ID #294 Patterns of Failure after Treatment for Pediatric Ependymoma: Findings from Children’s Oncology Group (COG) Clinical Trial ACNS0831
Thomas Merchant, Andrew Chang, Erika Krzeminski, Shelly Lensing, Kathyrn Karolczuk, Janaki Moni, Thomas Fitzgerald, David Ellison, Jeffery Bennett, Arzu Onar-Thomas, Sarah Leary, Maryam Fouladi, Amy SmithAbstract
Purpose
To compare patterns of failure for pediatric ependymoma patients treated with maintenance chemotherapy after radiation therapy (RT) versus RT alone. This study also examined outcomes by adherence to RT guidelines, RT modality (proton vs. photon), and prescribed dose (54Gy vs. 59.4Gy).
Methods
In the Children’s Oncology Group ACNS0831 clinical trial, 179 patients with molecularly defined posterior fossa (PF) tumors received RT after gross/near-total resection (GTR/NTR) including 72 patients who received maintenance chemotherapy. The protocol prescribed 59.4 Gy to the post-operative tumor bed with a 0.5 cm margin; for patients under 18 months, 54 Gy was permitted.
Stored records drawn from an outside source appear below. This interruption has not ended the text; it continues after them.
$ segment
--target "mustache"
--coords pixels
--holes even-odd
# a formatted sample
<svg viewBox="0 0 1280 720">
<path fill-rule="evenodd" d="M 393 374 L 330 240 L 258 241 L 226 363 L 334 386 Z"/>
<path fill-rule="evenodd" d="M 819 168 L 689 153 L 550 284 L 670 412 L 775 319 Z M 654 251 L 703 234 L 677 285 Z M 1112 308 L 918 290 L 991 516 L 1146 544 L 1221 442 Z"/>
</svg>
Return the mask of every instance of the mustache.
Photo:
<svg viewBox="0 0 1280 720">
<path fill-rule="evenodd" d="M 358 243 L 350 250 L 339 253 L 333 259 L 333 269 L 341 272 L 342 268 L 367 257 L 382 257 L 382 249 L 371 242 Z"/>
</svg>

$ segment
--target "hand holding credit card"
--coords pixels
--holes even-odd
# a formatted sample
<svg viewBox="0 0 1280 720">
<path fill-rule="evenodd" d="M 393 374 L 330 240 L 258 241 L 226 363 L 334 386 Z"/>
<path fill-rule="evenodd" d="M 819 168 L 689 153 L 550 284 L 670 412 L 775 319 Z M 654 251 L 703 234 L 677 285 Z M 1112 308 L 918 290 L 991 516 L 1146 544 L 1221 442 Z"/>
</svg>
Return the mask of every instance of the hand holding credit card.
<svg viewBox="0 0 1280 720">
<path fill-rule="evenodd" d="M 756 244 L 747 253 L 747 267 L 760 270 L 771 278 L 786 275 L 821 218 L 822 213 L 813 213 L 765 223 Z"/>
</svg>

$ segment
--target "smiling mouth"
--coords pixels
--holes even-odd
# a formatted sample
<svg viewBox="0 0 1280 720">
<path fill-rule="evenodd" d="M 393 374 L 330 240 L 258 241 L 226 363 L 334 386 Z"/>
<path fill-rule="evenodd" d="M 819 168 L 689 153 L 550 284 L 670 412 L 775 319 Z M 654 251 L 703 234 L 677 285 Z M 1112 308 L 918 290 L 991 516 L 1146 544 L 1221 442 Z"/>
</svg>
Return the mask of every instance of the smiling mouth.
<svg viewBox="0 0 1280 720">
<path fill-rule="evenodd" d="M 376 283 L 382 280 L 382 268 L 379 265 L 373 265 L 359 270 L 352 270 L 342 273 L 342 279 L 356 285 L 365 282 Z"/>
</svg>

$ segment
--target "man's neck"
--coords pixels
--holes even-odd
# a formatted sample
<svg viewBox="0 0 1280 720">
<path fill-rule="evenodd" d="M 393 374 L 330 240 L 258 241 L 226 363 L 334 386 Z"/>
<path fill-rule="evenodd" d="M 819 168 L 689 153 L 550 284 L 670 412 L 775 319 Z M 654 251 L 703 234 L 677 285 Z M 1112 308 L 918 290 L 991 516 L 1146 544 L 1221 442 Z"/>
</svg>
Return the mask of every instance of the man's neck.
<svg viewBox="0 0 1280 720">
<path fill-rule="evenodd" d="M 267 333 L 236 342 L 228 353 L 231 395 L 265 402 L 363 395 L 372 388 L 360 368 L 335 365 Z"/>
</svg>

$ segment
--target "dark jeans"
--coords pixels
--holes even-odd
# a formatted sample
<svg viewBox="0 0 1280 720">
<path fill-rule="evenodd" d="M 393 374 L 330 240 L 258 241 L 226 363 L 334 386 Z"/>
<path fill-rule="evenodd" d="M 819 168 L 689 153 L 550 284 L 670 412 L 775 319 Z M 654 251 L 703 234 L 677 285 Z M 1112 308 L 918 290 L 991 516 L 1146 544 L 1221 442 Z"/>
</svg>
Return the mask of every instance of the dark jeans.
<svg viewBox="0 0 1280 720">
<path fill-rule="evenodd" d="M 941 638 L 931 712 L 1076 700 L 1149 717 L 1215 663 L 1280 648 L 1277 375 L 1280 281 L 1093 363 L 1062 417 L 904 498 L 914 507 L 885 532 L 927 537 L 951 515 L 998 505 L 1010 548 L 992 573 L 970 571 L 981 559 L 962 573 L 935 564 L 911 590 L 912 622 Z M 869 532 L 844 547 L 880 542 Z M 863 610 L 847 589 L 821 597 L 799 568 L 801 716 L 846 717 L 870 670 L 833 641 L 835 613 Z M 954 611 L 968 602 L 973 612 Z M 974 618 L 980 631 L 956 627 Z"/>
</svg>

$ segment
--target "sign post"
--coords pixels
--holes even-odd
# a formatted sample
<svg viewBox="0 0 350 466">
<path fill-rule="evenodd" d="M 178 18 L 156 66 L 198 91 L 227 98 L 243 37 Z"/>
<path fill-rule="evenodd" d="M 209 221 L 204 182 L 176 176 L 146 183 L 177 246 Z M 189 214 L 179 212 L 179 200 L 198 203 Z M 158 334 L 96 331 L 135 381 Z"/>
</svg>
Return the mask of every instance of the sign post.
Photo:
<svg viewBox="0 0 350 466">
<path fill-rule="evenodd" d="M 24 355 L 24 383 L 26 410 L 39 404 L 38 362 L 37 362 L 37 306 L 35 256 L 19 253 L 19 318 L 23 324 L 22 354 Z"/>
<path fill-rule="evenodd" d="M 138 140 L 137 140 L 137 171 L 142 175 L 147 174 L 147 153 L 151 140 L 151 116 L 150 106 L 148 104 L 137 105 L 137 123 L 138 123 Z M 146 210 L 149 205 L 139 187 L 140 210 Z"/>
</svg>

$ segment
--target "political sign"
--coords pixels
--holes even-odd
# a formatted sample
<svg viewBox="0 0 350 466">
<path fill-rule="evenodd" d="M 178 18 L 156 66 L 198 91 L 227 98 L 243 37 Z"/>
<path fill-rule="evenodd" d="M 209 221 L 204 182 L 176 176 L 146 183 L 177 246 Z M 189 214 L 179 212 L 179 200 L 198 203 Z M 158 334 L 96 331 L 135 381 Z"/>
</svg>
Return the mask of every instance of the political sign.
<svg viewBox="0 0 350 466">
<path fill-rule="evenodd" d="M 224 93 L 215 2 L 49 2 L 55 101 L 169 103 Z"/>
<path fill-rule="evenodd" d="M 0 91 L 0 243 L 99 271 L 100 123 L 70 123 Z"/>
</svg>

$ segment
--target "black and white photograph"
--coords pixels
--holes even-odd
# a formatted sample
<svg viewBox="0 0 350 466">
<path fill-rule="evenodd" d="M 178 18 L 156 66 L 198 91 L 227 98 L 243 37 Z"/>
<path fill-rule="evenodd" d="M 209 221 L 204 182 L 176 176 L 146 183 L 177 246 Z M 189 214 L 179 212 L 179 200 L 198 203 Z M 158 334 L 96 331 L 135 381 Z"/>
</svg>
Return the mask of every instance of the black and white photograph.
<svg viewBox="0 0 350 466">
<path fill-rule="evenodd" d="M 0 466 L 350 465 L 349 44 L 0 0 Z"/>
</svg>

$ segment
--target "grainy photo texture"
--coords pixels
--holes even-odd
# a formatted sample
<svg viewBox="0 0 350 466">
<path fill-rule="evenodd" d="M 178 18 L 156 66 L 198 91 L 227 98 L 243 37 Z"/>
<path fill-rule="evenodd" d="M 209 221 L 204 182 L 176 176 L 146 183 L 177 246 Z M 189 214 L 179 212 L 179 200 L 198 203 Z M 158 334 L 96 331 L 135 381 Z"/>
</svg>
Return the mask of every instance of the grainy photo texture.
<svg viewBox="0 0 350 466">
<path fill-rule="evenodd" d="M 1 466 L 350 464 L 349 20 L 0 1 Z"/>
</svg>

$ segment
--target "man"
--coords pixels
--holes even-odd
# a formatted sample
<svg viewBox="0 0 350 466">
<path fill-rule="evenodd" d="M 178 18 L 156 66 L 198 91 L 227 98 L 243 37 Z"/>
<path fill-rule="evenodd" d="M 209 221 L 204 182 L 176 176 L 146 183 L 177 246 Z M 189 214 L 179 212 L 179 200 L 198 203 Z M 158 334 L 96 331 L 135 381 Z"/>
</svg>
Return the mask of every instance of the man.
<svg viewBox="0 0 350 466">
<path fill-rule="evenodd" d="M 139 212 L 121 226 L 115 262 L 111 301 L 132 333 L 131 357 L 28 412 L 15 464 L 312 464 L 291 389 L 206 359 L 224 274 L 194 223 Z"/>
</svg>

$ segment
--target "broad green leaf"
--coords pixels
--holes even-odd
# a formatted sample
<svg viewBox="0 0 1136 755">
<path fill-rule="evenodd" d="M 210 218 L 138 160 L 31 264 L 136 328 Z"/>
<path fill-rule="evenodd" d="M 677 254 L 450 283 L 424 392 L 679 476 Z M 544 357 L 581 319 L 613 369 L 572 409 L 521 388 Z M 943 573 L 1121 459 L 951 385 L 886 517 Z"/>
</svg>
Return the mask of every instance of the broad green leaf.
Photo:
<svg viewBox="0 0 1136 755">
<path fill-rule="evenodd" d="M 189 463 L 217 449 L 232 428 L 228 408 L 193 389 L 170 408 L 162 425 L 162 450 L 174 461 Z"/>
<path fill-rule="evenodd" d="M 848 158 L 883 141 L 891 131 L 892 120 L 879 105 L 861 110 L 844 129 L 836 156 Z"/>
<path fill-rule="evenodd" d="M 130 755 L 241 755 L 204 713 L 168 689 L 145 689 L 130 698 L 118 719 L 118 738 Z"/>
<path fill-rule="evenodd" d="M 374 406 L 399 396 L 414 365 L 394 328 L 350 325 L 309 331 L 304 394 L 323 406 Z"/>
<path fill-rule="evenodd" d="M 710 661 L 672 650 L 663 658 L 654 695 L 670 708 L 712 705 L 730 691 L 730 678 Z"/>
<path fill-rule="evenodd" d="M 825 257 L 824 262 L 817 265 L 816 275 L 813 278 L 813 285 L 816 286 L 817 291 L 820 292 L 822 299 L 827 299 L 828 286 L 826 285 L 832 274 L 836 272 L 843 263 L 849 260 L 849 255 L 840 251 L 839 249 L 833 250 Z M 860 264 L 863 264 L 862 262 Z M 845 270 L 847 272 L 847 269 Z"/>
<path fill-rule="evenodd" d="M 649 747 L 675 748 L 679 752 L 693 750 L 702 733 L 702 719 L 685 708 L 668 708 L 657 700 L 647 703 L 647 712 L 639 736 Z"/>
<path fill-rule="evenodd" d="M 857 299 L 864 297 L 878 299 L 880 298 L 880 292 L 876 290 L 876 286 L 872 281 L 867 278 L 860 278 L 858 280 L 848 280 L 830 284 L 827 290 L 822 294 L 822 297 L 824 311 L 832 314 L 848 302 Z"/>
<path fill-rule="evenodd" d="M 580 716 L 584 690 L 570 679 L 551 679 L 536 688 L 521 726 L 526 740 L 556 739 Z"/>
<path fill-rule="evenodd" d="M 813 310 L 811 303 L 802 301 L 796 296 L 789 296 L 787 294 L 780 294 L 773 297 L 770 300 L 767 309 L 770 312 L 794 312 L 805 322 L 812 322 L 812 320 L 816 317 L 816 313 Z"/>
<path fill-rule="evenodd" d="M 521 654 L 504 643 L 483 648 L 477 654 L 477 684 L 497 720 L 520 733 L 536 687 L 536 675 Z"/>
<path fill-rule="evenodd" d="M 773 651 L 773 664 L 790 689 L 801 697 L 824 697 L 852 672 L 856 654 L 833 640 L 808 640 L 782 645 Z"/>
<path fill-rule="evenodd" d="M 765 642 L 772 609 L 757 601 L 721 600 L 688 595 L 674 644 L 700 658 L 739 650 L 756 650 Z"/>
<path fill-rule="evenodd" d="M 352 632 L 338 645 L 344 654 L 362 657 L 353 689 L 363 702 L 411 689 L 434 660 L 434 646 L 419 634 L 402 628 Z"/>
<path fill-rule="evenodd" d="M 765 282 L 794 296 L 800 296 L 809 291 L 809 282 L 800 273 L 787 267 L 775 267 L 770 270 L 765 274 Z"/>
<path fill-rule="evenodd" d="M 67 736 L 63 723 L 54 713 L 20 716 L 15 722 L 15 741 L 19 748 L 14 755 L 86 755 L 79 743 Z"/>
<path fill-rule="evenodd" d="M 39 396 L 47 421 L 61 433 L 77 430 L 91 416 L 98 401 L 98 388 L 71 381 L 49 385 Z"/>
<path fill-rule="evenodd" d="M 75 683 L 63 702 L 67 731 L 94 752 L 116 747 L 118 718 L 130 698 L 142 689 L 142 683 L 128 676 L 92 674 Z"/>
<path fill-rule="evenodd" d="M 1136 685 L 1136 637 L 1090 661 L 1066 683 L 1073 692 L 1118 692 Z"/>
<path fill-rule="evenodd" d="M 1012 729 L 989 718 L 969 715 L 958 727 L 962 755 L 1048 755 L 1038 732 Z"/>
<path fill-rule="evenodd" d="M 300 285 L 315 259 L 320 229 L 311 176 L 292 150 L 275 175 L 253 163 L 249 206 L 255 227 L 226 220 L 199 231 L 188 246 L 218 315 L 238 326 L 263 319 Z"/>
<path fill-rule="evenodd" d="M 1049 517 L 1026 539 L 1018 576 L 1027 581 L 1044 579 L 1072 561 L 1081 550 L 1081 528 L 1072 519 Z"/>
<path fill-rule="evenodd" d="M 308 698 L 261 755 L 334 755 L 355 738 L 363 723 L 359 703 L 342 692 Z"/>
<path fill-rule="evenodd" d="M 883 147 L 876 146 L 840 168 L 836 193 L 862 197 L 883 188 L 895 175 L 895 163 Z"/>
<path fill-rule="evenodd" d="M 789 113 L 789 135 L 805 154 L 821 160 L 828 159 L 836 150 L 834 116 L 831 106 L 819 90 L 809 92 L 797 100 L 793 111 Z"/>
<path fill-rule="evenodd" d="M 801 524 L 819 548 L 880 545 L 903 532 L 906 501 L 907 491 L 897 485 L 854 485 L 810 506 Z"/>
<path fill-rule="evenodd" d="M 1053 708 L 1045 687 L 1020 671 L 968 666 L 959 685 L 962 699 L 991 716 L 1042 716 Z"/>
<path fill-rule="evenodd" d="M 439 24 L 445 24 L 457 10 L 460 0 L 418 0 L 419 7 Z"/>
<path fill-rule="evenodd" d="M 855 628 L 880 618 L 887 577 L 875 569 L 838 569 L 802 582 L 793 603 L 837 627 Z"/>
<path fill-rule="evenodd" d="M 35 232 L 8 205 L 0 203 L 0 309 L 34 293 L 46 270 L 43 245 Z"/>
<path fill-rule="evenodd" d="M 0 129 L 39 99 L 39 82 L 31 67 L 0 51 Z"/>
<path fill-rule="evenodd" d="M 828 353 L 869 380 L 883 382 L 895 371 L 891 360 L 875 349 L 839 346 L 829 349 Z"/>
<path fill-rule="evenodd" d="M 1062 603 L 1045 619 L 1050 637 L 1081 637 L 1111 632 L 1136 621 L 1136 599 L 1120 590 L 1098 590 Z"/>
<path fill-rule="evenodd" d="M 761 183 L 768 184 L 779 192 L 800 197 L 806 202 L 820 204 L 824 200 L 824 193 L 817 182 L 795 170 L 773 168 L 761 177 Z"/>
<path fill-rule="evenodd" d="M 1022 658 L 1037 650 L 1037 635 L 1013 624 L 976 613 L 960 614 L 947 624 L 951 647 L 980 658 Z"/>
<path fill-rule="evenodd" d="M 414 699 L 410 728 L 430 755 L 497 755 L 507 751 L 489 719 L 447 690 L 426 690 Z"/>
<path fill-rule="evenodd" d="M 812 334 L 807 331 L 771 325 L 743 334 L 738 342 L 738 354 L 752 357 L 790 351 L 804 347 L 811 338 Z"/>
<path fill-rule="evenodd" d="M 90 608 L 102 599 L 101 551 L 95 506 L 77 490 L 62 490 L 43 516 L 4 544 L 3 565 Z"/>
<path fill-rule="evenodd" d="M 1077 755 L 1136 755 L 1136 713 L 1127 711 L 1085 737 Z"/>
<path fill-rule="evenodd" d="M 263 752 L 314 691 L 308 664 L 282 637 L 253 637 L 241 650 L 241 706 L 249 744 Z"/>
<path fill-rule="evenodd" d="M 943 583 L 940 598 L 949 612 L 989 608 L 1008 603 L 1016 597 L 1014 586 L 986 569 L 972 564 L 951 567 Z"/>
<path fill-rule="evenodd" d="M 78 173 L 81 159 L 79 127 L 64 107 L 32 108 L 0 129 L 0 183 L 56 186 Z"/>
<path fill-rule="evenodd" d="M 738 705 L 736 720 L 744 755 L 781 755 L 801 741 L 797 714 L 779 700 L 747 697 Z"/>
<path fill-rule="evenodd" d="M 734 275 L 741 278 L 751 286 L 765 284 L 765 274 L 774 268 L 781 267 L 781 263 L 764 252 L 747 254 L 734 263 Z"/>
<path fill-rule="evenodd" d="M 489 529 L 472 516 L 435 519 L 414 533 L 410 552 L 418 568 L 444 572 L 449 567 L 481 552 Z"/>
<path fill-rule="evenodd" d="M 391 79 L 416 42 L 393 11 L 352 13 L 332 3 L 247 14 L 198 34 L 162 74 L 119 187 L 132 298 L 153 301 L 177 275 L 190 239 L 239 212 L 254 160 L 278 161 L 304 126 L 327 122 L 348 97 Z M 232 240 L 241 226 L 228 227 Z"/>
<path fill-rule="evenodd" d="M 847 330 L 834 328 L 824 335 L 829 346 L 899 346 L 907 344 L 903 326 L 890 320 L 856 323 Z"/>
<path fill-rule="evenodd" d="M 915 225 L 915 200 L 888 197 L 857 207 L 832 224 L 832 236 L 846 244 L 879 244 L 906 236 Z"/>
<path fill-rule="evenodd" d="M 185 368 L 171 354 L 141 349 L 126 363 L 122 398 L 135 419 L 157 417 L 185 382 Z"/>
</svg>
Volume reductions after 54 Gy minimized exposure to critical structures. Minor deviations occurred when doses were between 54 and 59.4 Gy. Central review assessed dose, uniformity, target coverage, and tissue constraints. Tumor progression imaging was matched with dosimetry to classify failures as local or distant, and statistical analyses correlated outcomes with clinical, molecular, and treatment variables.
Results
Performance evaluation was not associated with progression-free survival, RT modality, or the number of patients treated by facility. In patients with PF tumors who underwent GTR/NTR, distant progression correlated with higher tumor grade (P = 0.01), 1q gain (P < 0.001), and 6q alteration (P < 0.001). Local progression was linked to higher tumor grade (P = 0.030) and lower radiation dose (P = 0.008), but not to 1q gain or 6q alteration. After adjusting for high-risk features, distant progression rates did not differ significantly for patients treated with RT alone and those who also received maintenance chemotherapy (P = 0.072). Patients receiving 59.4 Gy had significantly better local control compared to those treated with 54 Gy (HR = 0.376; 95% CI: 0.166–0.85; P = 0.018), after adjusting for high-risk features.
Conclusions
Reduced margin RT is feasible in a cooperative group trial. Chemotherapy after radiation does not lower distant tumor progression, while higher radiation dose increases local control.